The three men stood huddled together amongst
the trees. The burning farmhouse was sending a pillar of smoke towards the swarming, writhing drones overhead. The massive pool of yellow ink was just visible on the courtyard, and Hardwick didn’t want to know how many bodies were down there with it.

There was a crater filled with rubble where the barn had been. ITSA drones had hurled the stones on top after their anti–singularity weaponry had apparently failed to destroy the girl. The girl was in there somewhere, buried beneath it all. Watching on his watch via a soldier’s implants, Hardwick had seen a bubble form around her, black as death, just before the whole barn exploded.

Hardwick, Lwazi and Ret had been brought across in the second wave of boats. They had watched the whole thing from amid the trees, a little way up the hill overlooking the farmhouse. Hardwick and Lwazi had crouched down behind a rock when the shooting started, but Ret had stood, peering down with a fierce grin on his face, flinching at the explosions but looking like he wished he was in there blowing up with them, his hangover apparently driven away. It was clearly back now, though. He was lying in the foetal position on a pile of leaves, moaning occasionally. Hardwick and Lwazi were both sat on stones, shivering despite their heavy coats, unused to the northern temperatures.

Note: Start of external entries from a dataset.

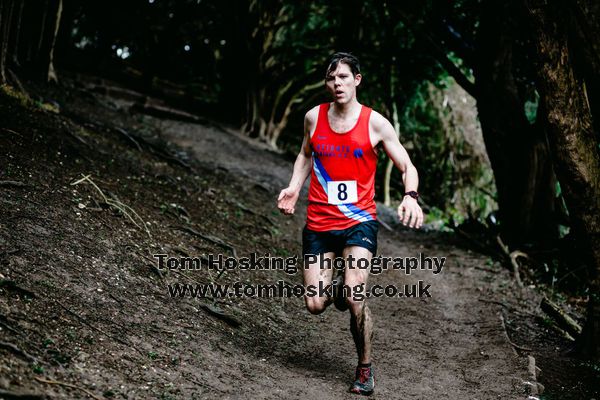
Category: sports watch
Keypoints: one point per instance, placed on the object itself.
(412, 194)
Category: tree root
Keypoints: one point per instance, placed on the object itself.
(14, 349)
(115, 203)
(209, 238)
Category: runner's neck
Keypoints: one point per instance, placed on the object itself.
(346, 111)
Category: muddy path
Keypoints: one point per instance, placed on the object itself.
(451, 345)
(98, 316)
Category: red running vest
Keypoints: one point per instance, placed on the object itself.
(342, 181)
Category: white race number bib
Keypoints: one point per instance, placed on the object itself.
(341, 192)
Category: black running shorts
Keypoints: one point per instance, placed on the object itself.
(363, 234)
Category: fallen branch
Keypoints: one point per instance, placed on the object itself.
(65, 384)
(536, 388)
(562, 318)
(115, 203)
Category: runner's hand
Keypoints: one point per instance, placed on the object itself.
(287, 201)
(410, 213)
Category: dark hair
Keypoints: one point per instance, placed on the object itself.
(344, 58)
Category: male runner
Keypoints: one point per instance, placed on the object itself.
(339, 152)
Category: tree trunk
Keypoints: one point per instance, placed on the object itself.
(573, 142)
(517, 150)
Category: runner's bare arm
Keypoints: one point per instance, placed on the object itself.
(409, 211)
(286, 202)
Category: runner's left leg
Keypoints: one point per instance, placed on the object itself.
(361, 324)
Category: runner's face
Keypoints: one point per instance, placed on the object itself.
(341, 84)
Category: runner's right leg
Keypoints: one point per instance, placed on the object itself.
(313, 274)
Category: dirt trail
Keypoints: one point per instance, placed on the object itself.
(101, 317)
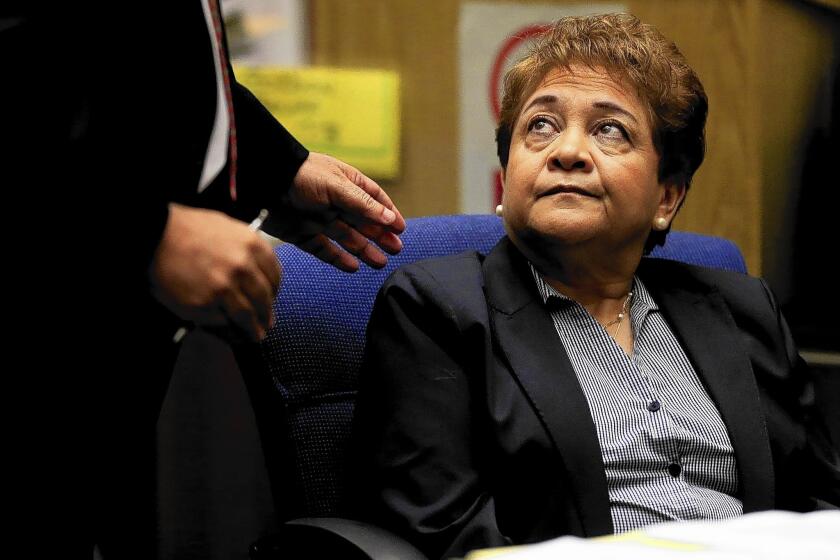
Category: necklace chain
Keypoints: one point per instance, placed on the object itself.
(620, 319)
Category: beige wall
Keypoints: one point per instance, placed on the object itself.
(756, 58)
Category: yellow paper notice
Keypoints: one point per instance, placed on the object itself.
(350, 114)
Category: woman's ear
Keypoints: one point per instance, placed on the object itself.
(672, 198)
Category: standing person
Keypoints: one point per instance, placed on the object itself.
(131, 141)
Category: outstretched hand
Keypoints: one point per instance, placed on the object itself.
(215, 272)
(330, 200)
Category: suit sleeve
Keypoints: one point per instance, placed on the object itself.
(268, 155)
(418, 423)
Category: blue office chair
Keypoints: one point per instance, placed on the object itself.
(304, 387)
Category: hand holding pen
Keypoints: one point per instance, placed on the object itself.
(255, 225)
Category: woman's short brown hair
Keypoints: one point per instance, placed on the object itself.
(634, 53)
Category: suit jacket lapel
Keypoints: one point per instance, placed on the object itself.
(541, 367)
(705, 327)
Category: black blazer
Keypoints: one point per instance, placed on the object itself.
(474, 431)
(106, 111)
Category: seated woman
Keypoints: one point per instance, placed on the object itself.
(564, 384)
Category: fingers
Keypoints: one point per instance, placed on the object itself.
(361, 200)
(356, 244)
(321, 247)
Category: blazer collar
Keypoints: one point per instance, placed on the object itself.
(701, 320)
(541, 367)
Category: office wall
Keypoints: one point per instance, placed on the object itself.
(741, 191)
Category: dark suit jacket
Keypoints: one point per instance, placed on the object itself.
(106, 112)
(474, 430)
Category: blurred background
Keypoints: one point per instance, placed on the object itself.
(407, 90)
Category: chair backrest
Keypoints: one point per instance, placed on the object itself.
(304, 389)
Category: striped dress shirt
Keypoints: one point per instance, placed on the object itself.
(666, 451)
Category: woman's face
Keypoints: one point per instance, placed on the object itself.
(582, 167)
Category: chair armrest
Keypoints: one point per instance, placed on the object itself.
(320, 537)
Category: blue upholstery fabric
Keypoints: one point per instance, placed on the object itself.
(313, 353)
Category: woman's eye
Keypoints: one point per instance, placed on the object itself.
(612, 131)
(540, 125)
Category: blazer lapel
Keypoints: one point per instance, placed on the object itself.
(541, 367)
(707, 332)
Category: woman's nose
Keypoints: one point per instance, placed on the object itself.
(570, 150)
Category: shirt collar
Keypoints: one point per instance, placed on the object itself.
(641, 304)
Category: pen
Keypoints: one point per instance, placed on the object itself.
(255, 225)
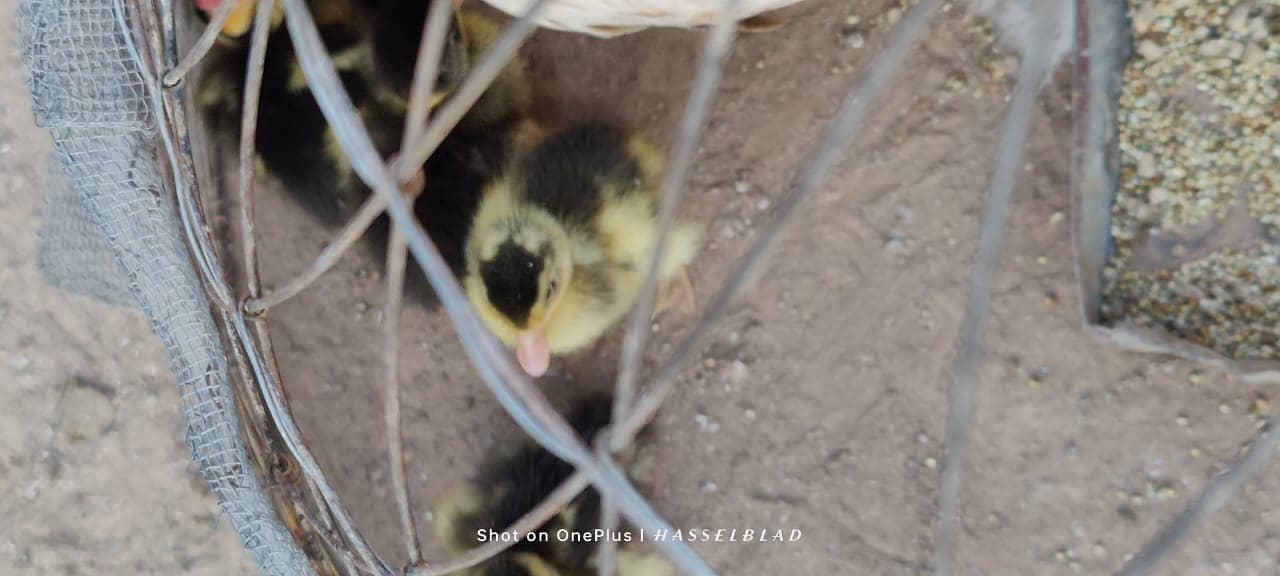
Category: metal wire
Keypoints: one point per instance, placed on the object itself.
(1034, 68)
(1215, 494)
(490, 64)
(248, 131)
(841, 129)
(396, 261)
(204, 42)
(201, 245)
(513, 391)
(696, 109)
(426, 71)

Mary approached, clambering up steadily between the trunks, looking haggard, a long black rifle strapped to her back. She slipped a little but grabbed at a bunch of ferns and hauled herself onwards. She reached the three men and nodded at the two of them who were still conscious. She rested against a tree to catch her breath for a moment, adjusting her body armour and brushing mud off her thighs.